An ovo-Lacto vegetarian is also referred to as a lacto-ovo vegetarian. Generally, when one mentions the term vegetarian, an ovo-Lacto vegetarian is assumed. The terms ‘Lacto’ and ‘ovo’ refers to ‘diary products’ and ‘eggs’ respectively. An ovo-Lacto vegetarian is a vegetarian who consumes some animal products such as eggs and dairy and does not consume fish or other seafood, unlike pescatarians.
In some parts of Europe and metropolitan cities of North America, they are often well-catered to in restaurants and shops. The reason for adopting a lacto-ovo vegetarian diet for most people is to reduce the intake of animal products for ethical, environmental and health reasons.
Importance Of Diet Quality
There are many vegetarian-friendly foods from which you can choose with the growing popularity of plant-based diets.

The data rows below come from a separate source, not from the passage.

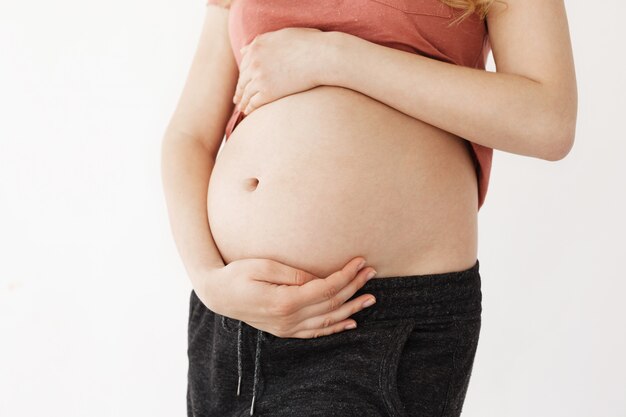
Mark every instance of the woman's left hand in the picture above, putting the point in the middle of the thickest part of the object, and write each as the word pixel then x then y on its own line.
pixel 279 63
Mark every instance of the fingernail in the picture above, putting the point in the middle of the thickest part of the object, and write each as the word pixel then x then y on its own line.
pixel 369 302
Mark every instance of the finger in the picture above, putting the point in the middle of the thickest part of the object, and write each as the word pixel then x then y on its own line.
pixel 336 328
pixel 338 301
pixel 338 315
pixel 242 82
pixel 248 92
pixel 254 103
pixel 316 291
pixel 281 274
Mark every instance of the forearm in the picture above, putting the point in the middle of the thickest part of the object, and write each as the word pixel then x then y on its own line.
pixel 186 167
pixel 498 110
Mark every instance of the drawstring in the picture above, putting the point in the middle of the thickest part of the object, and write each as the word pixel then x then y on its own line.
pixel 257 363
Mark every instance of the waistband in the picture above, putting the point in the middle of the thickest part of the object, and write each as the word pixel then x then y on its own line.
pixel 423 297
pixel 427 297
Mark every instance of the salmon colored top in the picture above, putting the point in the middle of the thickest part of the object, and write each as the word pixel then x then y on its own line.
pixel 416 26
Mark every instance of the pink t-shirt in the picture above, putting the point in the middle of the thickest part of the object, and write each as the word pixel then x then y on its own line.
pixel 416 26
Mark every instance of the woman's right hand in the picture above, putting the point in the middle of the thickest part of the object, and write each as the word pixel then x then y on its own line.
pixel 285 301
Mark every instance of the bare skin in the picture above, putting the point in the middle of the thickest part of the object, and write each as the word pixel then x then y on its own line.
pixel 373 179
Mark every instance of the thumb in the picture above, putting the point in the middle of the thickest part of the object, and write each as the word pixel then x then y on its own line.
pixel 288 275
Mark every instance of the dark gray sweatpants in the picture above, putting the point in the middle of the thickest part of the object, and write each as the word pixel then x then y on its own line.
pixel 411 355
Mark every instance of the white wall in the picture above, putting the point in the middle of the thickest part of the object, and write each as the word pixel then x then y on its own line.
pixel 93 297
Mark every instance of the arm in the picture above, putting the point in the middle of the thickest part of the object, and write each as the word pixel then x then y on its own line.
pixel 191 142
pixel 528 107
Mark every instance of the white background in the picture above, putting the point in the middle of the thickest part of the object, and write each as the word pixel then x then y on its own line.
pixel 93 296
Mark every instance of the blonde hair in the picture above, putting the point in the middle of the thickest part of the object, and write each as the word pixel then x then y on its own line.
pixel 480 7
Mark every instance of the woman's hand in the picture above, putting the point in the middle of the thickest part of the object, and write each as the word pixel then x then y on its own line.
pixel 285 301
pixel 276 64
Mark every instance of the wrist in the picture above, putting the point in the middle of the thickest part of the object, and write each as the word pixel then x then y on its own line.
pixel 205 282
pixel 332 68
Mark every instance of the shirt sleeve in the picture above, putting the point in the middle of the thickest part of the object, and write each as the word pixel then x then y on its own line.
pixel 222 3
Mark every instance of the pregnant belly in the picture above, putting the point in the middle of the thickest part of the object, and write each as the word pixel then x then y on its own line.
pixel 319 177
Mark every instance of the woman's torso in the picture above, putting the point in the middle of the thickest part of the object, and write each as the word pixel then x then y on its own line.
pixel 342 175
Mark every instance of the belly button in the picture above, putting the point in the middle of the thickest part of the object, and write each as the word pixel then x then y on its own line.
pixel 251 184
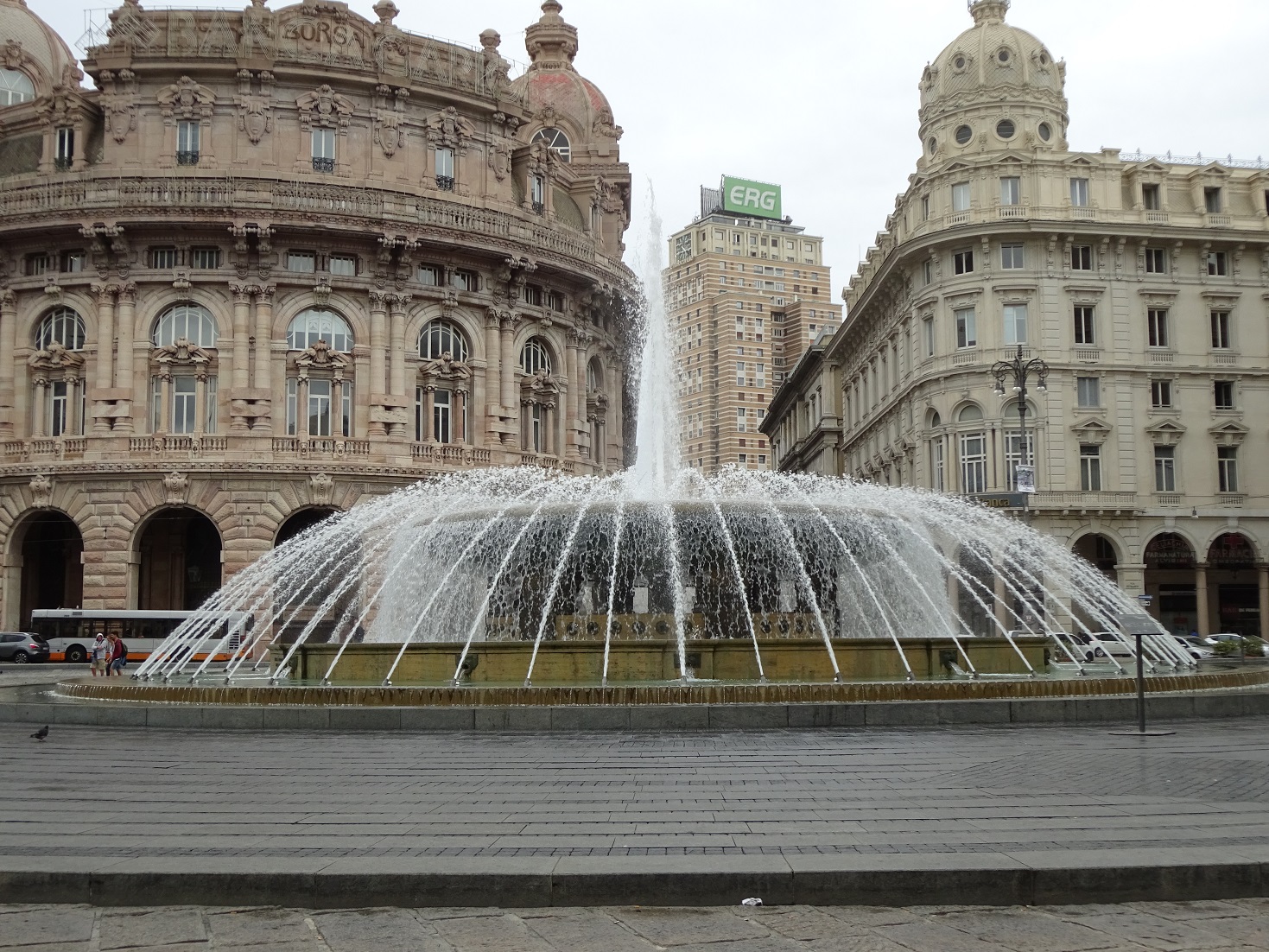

Though, many foods marketed for Lacto-Ovo vegetarians are highly processed and prepackaged which means they can be high in salt, unhealthy fats and oils, added sugar, and calories.
To decide whether these foods are right for you, be sure to look at the ingredient list and nutrition label.
Foods to Eat
- Fruits: apples, bananas, oranges, strawberries, peaches, melons
- Vegetables: broccoli, kale, bell pepper, spinach, mushrooms, eggplant
- Dairy products: milk, yoghurt, cheese, butter
- Beans and legumes: beans, peas, peanuts, lentils.
- Nuts, seeds, and nut butter: cashews, almonds, walnuts, pumpkin seeds, flax seeds, peanut butter.
- Whole grains: quinoa, barley, amaranth, oats, buckwheat.
- Eggs: Whole eggs, including whites and yolks.
- Healthy fats: avocados, olive oil, olives, nuts, seeds.
- Vegetarian protein: tofu, seitan, tempeh, and vegetarian protein powder.
Research shows that a well-planned and balanced lacto-ovo-vegetarian diet can benefit your health in several ways;
1. May Help Prevent Type 2 Diabetes
By improving your intake of healthy foods, such as whole grains, fruits, vegetables, legumes, and nuts, Vegetarian diets lower your risk of type 2 diabetes.
They have been shown to increase blood sugar control and improve insulin sensitivity, a hormone that regulates your blood sugar levels.
2. Can Support Healthy Weight Loss
Lacto-ovo-vegetarian diets can help you maintain a healthy weight or support weight loss.
3. Improves Heart Health
Plant-based diets have been shown to improve blood flow to your heart, improve blood vessel health, and reduce blood pressure — all of which may reduce heart disease risk.
4. May Lower Cancer Risk
Vegetarians had an 8% lower risk of death from cancer compared with omnivores. By eating a diet rich in plant foods like fruits and vegetables as diets that are high in red- and processed meat can reduce Cancer significantly.
If a person is interested in reducing the intake of animal products without eliminating them from one’s diet, then switching to a lacto-ovo vegetarian diet is sufficient for him/her. This will help in eating more whole, unprocessed plant foods which have many health benefits, including a reduced risk of obesity, heart disease, certain cancers and type 2 diabetes. To meet nutrient needs, especially protein, iron, zinc and omega – 3 fats, the Lacto-Ovo vegetarian diet needs to be properly planned.